From God to Caesar
Negotiating authority in the current media ecosystem
Parole chiave:
Catholic Church, public religion, authority, digital platforms, agenda-buildingAbstract
This article investigates how the Catholic Church’s presence, authority, and legitimacy are negotiated within Italy’s digital public sphere. Drawing on the theoretical frameworks of public religion and digital religion, and adopting an agenda-building perspective, the study examines how social media platforms reshape both the actors involved in public debates about religion and the issues through which religious institutions gain visibility. The Italian case is particularly relevant given the Catholic Church’s longstanding influence in public life and the growing challenges to its authority in contemporary media environments. The analysis is based on a large-scale dataset of 75,959 Facebook posts published during the first six months of 2018 and 2019 - two pivotal years marked by national and European election campaigns and a renewed political instrumentalization of religious symbols. Data collected via CrowdTangle are examined through a mixed-methods approach. Findings show that social media platforms foster a marked expansion and diversification of actors engaging with the Catholic Church. Alongside institutional voices at the national level, local parishes, clergy, religious orders, associations, citizens, media outlets, political actors, and even disinformation sources all contribute to shaping the Catholic Church’s public visibility. This plurality of voices fragments institutional authority and undermines the possibility of a unified communicative narrative.
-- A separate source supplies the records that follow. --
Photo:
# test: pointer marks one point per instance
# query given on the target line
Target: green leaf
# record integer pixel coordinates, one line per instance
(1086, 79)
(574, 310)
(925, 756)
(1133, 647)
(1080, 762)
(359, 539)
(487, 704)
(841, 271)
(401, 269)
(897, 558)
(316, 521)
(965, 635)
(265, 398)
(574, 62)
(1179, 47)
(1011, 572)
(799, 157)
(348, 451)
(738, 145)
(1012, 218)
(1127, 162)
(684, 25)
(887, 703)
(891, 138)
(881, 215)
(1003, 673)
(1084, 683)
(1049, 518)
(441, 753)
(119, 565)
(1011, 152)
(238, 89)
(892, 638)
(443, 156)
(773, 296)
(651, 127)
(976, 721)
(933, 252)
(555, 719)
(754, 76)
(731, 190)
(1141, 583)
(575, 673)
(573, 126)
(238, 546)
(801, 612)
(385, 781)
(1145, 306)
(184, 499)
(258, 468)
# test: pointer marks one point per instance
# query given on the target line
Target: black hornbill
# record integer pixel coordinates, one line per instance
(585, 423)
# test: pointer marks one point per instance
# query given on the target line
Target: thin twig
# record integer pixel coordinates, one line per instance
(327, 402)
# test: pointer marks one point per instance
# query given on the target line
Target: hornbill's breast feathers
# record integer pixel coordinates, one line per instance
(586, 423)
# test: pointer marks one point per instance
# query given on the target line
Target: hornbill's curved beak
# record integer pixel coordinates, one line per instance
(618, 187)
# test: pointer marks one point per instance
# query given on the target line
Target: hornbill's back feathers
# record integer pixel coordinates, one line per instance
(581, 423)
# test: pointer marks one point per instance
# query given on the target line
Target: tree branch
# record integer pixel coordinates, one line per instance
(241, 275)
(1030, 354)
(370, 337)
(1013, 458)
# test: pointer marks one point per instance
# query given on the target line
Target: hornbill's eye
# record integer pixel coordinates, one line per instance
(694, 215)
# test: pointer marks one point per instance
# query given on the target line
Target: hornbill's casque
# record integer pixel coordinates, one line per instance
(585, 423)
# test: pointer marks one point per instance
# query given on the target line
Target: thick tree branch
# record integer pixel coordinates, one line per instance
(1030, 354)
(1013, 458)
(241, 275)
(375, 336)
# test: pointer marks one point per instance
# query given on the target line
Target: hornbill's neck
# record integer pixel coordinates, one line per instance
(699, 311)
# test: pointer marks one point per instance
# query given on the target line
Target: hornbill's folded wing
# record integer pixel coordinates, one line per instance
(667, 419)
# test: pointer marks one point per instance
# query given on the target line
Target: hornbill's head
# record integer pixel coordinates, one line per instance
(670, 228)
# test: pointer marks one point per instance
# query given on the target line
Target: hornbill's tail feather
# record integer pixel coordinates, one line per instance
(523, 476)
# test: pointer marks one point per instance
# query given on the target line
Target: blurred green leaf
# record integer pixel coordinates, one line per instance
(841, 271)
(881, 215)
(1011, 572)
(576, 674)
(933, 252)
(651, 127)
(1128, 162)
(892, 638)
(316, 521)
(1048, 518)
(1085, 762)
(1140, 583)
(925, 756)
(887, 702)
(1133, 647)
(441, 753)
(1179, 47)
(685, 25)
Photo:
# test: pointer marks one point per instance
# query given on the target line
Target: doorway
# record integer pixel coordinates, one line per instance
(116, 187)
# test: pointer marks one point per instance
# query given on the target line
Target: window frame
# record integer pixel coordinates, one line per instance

At the same time, the Catholic Church’s online presence extends beyond traditional political or moral controversies to include a wide range of strictly religious content - such as prayers, liturgical life, and ecclesial news - that had previously received little attention in legacy media. To conceptualize these dynamics, the article proposes and empirically tests a typology of the Catholic Church’s presence in public debate based on two dimensions: the type of actor and the type of issue. The resulting four categories capture the hybrid and contested nature of religion’s visibility in contemporary digital media ecosystems.